ウォーキングにはどのMET値が使われていますか?
この計算機は、ゆったりペースで3.5MET、きびきびペースで4.3METを使用しています。いずれもAinsworthらによるThe 2011 Compendium of Physical Activitiesに基づくもので、活動のエネルギーコストに関する標準的な参考文献です。
同じ歩数でも、きびきびペースのほうがゆったりペースより合計カロリーが少なく表示されることがあるのはなぜですか?
きびきびペースは想定ケイデンスが高いため、同じ歩数をより短時間でこなすからです。きびきびウォーキングは1分あたりのMET値が高いものの、所要時間が短くなる分、同じ歩数を歩く長めのゆったりウォーキングと比べて、合計消費カロリーの推定値が同程度か、それより少なくなることがあります。

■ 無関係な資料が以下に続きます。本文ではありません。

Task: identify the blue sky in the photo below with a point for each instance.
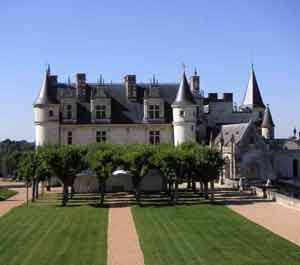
(220, 38)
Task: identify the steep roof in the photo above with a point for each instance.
(124, 110)
(267, 119)
(253, 97)
(184, 95)
(237, 131)
(45, 95)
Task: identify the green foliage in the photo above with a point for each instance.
(6, 193)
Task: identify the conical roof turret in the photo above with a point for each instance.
(45, 96)
(267, 119)
(184, 95)
(253, 98)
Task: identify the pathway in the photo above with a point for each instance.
(281, 220)
(122, 240)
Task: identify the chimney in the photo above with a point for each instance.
(195, 84)
(80, 79)
(130, 86)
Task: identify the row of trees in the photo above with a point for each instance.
(188, 162)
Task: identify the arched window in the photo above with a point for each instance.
(100, 112)
(295, 167)
(69, 112)
(70, 137)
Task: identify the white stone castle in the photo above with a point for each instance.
(153, 113)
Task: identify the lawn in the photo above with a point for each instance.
(46, 233)
(208, 234)
(6, 193)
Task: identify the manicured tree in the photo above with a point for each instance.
(104, 162)
(65, 162)
(26, 169)
(137, 159)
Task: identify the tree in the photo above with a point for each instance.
(137, 159)
(104, 162)
(64, 162)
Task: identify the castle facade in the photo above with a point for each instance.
(154, 113)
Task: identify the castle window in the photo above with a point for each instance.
(100, 112)
(153, 112)
(295, 167)
(70, 138)
(69, 112)
(154, 137)
(101, 136)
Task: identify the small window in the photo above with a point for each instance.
(295, 167)
(100, 112)
(70, 138)
(154, 137)
(69, 112)
(153, 112)
(101, 136)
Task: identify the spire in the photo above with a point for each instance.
(253, 97)
(267, 119)
(184, 95)
(44, 95)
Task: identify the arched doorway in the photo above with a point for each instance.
(227, 167)
(252, 170)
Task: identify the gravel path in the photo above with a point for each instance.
(281, 220)
(123, 242)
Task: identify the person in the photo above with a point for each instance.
(241, 184)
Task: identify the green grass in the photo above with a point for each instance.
(208, 235)
(6, 193)
(46, 233)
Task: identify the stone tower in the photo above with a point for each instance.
(267, 126)
(184, 114)
(46, 112)
(253, 99)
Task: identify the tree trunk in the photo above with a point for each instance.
(175, 192)
(33, 190)
(65, 194)
(37, 190)
(206, 189)
(212, 186)
(72, 190)
(201, 189)
(27, 193)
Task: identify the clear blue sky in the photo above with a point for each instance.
(220, 38)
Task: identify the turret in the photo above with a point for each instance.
(267, 126)
(184, 114)
(253, 99)
(46, 112)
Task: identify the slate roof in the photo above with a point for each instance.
(267, 119)
(124, 110)
(253, 97)
(237, 130)
(46, 95)
(184, 95)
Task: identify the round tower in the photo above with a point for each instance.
(267, 126)
(46, 112)
(184, 114)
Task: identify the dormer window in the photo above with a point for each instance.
(100, 112)
(153, 112)
(69, 112)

歩数から消費カロリーへの推定はどれくらい正確ですか?
これは個人ごとに実測した値ではなく、集団平均の推定値です。METに基づく計算式は、歩行の効率、地形、傾斜、体力レベルといった個人差を考慮していないため、実際のエネルギー消費量は推定値と異なる場合があります。
体重は消費カロリーの推定値に影響しますか?
はい。METに基づくカロリー計算式は体重に直接比例するため、同じ歩数を同じペースで歩いた場合でも、体重が重い人のほうが軽い人より多くのカロリーを消費すると推定されます。
参考文献
- Ainsworth BE, Haskell WL, Herrmann SD, et al. 2011 Compendium of Physical Activities: a second update of codes and MET values. Medicine & Science in Sports & Exercise 2011; 43(8): 1575–1581.
- Tudor-Locke C, Rowe DA. Using cadence to study free-living ambulatory behaviour. Sports Medicine 2012; 42(5): 381–398.
- American College of Sports Medicine. ACSM's Guidelines for Exercise Testing and Prescription, 11th edition. Wolters Kluwer, 2021.